Postgres - failed to start VM after service interruption

I have a postgres machine refusing to start after a Fly.io service interruption.

The interruption notice (now resolved):

We are performing emergency maintenance on a host some of your apps instances are running on. Apps may be unavailable until the maintenance is completed.

The error when trying to start via flyctl:

Error: could not start machine 6e82535b70e258: failed to start VM 6e82535b70e258: failed_precondition: machine still active, refusing to start (Request ID: 01HXV9QQFV1E66V3PF17PMHAZW-lhr)

Further logs:

2024-05-14T10:21:26.604 app[6e82535b70e258] lhr [info] Starting init (commit: 08b4c2b)…
2024-05-14T10:21:26.623 app[6e82535b70e258] lhr [info] Mounting /dev/vdb at /data w/ uid: 0, gid: 0 and chmod 0755
2024-05-14T10:21:26.628 app[6e82535b70e258] lhr [info] Preparing to run: docker-entrypoint.sh start as root
2024-05-14T10:21:26.640 runner[6e82535b70e258] lhr [info] Machine started in 250ms
2024-05-14T10:21:26.646 app[6e82535b70e258] lhr [info] 2024/05/14 10:21:26 listening on [fdaa:0:4e26:a7b:2809:25dc:1398:2]:22 (DNS: [fdaa::3]:53)
2024-05-14T10:21:26.741 app[6e82535b70e258] lhr [info] cluster spec filename /fly/cluster-spec.json
2024-05-14T10:21:26.743 app[6e82535b70e258] lhr [info] panic: error loading cluster spec: unexpected end of JSON input
2024-05-14T10:21:26.743 app[6e82535b70e258] lhr [info] goroutine 1 [running]:
2024-05-14T10:21:27.637 app[6e82535b70e258] lhr [info] Starting clean up.
2024-05-14T10:21:27.637 app[6e82535b70e258] lhr [info] Umounting /dev/vdb from /data
2024-05-14T10:21:28.642 app[6e82535b70e258] lhr [info] [ 2.155850] reboot: Restarting system

2 Likes

Having exactly the same happen here as well:

2024-05-14T19:12:14.159 app[5683040b797e38] lhr [info] Starting init (commit: b8364bb)...
2024-05-14T19:12:14.185 app[5683040b797e38] lhr [info] Mounting /dev/vdb at /data w/ uid: 0, gid: 0 and chmod 0755
2024-05-14T19:12:14.191 app[5683040b797e38] lhr [info] Preparing to run: `docker-entrypoint.sh start` as root
2024-05-14T19:12:14.222 app[5683040b797e38] lhr [info] 2024/05/14 19:12:14 listening on [fdaa:0:806b:a7b:2809:babf:db6f:2]:22 (DNS: [fdaa::3]:53)
2024-05-14T19:12:14.243 runner[5683040b797e38] lhr [info] Machine started in 911ms
2024-05-14T19:12:14.317 app[5683040b797e38] lhr [info] cluster spec filename /fly/cluster-spec.json
2024-05-14T19:12:14.319 app[5683040b797e38] lhr [info] panic: error loading cluster spec: unexpected end of JSON input
2024-05-14T19:12:14.319 app[5683040b797e38] lhr [info] goroutine 1 [running]:
2024-05-14T19:12:14.319 app[5683040b797e38] lhr [info] main.main()
2024-05-14T19:12:14.319 app[5683040b797e38] lhr [info] /go/src/github.com/fly-examples/postgres-ha/cmd/start/main.go:69 +0x1bbb
2024-05-14T19:12:15.206 app[5683040b797e38] lhr [info] Starting clean up.
2024-05-14T19:12:15.207 app[5683040b797e38] lhr [info] Umounting /dev/vdb from /data
2024-05-14T19:12:16.211 app[5683040b797e38] lhr [info] [ 2.148485] reboot: Restarting system

We ended up forking the volume with the database data on it and creating a new machine.

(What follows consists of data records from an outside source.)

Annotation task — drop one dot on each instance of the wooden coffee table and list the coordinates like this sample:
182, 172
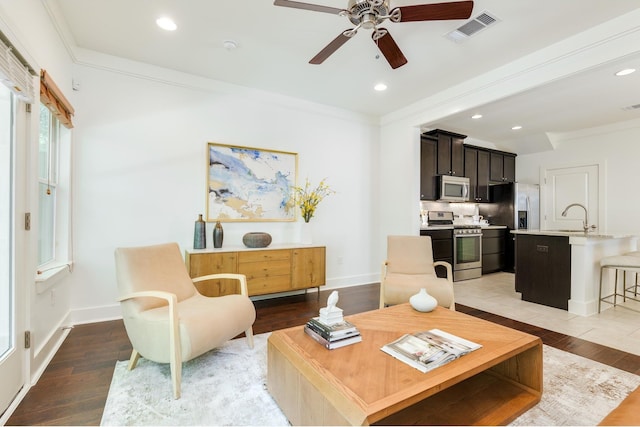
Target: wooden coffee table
359, 384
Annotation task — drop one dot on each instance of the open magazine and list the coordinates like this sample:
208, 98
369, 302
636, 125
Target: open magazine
430, 349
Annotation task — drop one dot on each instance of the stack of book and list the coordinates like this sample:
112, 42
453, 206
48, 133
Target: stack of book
332, 336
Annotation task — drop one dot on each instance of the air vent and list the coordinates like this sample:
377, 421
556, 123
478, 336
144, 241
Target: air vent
472, 27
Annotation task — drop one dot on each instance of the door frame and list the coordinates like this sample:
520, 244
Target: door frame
21, 243
545, 205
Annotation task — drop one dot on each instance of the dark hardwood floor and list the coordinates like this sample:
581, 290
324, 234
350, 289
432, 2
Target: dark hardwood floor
74, 387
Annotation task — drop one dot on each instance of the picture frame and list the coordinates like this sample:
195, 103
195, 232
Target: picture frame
250, 184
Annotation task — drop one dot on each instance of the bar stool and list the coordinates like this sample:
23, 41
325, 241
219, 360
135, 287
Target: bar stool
626, 262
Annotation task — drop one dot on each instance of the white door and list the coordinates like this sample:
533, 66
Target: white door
12, 306
564, 186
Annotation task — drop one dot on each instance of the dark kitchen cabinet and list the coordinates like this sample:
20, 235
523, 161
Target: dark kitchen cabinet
428, 166
476, 168
442, 244
543, 269
450, 159
503, 167
494, 242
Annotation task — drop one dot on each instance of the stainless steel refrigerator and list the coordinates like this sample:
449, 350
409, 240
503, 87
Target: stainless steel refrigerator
515, 205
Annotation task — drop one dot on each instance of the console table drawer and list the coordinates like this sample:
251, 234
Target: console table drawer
267, 270
257, 256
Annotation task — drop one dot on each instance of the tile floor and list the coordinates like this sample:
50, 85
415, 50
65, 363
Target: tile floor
614, 327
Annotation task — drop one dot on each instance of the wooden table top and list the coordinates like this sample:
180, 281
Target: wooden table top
379, 384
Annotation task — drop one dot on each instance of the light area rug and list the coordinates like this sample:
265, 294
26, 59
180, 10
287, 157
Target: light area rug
227, 386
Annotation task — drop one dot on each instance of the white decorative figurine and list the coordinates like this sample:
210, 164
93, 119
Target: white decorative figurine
331, 314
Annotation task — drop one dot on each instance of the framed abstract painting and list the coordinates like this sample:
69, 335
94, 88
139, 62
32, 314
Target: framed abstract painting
250, 184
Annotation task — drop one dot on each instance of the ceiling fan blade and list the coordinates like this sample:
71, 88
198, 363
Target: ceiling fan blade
436, 11
307, 6
330, 48
389, 48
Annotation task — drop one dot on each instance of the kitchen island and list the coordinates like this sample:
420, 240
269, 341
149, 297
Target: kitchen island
562, 268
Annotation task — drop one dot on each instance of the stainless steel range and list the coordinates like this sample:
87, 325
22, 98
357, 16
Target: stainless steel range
467, 252
467, 244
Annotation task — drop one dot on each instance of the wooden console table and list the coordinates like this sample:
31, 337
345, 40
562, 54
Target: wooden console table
277, 268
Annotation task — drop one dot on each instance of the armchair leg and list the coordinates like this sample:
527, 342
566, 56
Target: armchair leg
176, 377
133, 360
249, 334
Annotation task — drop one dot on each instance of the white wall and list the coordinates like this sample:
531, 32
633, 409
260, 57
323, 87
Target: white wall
140, 156
617, 148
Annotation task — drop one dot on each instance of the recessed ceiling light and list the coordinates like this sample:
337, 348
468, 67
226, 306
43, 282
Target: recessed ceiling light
166, 24
625, 72
229, 44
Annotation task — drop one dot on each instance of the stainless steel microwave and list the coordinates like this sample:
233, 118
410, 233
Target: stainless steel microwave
453, 188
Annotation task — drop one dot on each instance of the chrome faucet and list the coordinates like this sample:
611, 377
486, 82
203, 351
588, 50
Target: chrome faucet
585, 223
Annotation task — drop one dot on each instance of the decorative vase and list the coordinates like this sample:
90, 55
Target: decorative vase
306, 233
422, 301
200, 234
256, 239
218, 235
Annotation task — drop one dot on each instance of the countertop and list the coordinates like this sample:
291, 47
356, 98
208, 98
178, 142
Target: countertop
450, 227
578, 233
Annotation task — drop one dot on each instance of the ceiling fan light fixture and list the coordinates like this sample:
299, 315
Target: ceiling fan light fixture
625, 72
166, 23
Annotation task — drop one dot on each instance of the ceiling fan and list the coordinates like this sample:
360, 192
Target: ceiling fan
369, 14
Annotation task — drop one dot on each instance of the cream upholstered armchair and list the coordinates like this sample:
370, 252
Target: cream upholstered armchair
410, 267
166, 319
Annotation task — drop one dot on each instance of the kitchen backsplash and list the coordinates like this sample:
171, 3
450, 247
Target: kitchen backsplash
464, 209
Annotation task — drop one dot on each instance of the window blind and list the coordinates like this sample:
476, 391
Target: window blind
53, 98
15, 72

This is probably what Fly would recommend doing but we’ll probably be moving to another provider after this latest incident.

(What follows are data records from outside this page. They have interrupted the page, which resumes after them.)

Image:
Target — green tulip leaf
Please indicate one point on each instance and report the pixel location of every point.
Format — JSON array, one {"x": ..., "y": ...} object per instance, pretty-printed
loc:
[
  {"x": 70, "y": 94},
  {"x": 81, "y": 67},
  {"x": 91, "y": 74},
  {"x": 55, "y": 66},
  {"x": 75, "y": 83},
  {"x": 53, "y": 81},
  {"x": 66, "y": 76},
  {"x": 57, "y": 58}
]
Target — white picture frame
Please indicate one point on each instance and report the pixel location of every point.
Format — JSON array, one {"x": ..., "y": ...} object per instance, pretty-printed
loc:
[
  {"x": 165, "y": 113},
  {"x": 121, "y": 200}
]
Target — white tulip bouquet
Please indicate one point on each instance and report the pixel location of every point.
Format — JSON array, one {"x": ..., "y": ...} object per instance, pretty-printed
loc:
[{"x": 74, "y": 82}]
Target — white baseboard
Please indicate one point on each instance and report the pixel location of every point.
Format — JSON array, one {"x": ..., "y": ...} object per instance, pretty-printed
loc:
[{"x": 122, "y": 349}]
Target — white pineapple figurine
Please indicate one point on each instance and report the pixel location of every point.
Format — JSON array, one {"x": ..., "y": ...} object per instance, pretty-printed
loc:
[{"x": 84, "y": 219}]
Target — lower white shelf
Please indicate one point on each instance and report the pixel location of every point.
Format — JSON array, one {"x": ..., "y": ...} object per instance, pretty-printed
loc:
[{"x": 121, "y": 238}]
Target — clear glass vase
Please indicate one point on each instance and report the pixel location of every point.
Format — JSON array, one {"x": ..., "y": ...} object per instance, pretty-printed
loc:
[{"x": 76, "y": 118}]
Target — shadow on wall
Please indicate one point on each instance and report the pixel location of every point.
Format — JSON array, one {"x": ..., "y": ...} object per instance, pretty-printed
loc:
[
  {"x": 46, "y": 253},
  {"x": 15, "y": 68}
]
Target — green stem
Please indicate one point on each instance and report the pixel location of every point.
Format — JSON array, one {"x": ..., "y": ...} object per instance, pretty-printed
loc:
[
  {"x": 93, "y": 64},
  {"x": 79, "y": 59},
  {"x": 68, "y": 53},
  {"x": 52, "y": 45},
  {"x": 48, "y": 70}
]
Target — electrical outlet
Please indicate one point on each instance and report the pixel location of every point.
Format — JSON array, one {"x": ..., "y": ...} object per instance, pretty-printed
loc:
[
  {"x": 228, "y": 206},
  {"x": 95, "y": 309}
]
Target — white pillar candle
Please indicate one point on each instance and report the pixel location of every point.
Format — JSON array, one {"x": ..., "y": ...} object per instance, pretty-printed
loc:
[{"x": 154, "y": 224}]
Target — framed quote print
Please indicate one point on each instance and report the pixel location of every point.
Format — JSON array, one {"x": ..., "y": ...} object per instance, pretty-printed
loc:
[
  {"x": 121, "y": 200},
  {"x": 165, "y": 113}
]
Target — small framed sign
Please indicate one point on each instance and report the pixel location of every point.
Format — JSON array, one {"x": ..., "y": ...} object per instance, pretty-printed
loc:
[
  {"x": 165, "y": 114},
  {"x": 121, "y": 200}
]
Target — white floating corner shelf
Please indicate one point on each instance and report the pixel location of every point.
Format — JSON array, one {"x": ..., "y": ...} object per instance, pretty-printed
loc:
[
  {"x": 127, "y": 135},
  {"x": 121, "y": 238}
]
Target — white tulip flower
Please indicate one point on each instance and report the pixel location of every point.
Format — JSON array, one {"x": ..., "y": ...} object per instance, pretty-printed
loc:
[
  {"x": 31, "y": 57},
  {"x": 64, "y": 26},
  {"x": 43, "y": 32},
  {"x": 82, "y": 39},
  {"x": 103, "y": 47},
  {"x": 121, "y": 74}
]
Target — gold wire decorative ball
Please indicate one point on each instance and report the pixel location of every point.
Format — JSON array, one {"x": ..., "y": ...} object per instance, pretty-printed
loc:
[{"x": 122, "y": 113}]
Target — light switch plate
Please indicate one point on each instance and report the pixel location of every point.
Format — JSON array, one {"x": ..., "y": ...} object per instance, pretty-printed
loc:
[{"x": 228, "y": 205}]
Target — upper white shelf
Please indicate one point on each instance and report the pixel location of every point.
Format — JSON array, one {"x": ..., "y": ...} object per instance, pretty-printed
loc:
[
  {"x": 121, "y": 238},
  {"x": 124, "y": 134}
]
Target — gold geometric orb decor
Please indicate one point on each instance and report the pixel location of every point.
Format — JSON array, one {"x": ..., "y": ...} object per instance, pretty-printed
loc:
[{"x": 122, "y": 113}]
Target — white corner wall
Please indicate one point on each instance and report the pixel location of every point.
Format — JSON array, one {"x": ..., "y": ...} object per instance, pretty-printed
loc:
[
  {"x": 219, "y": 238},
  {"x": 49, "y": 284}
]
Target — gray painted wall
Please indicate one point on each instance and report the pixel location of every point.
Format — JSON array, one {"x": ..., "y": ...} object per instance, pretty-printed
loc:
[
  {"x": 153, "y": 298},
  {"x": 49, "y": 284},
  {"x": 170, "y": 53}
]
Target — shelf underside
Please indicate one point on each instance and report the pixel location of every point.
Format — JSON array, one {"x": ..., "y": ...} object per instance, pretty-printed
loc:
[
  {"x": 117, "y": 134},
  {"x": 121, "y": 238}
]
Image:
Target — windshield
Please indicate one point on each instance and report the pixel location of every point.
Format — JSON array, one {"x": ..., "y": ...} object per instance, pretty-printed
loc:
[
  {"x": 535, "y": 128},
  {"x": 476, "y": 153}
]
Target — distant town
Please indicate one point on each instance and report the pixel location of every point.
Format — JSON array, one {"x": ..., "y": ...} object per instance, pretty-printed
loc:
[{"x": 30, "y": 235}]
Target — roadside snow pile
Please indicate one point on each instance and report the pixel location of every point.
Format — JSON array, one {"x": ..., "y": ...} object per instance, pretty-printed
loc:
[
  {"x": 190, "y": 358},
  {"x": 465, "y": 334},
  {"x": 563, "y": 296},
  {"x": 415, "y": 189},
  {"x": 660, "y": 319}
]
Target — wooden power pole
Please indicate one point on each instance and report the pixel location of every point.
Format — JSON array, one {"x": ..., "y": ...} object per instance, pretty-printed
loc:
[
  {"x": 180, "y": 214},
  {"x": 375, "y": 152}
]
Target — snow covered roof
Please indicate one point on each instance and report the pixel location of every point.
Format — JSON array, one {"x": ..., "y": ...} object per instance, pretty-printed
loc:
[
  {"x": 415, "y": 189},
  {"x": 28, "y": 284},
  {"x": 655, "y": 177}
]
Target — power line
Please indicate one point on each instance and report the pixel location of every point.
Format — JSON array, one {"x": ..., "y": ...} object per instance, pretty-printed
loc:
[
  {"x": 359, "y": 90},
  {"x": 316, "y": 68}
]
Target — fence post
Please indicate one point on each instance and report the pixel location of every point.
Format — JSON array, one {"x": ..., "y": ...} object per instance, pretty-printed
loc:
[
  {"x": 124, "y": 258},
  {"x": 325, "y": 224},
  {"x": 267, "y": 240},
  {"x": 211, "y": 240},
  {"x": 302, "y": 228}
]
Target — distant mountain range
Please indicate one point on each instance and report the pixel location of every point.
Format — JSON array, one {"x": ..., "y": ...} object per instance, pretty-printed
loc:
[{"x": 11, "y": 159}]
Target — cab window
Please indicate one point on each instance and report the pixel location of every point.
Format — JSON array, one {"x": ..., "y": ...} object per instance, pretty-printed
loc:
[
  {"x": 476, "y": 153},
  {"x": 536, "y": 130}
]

I couldn’t fork the volume, so I ended up creating a new postgres database based on a volume snapshot.

fly volumes list -a {POSTGRES_APP_NAME} # Find the Volume ID
fly volumes snapshots list {VOLUME_ID} # List snapshots of the Volume
fly postgres create --snapshot-id {VOLUME_SNAPSHOT_ID} # Create a new Postgres from the snapshot

This topic was automatically closed 7 days after the last reply. New replies are no longer allowed.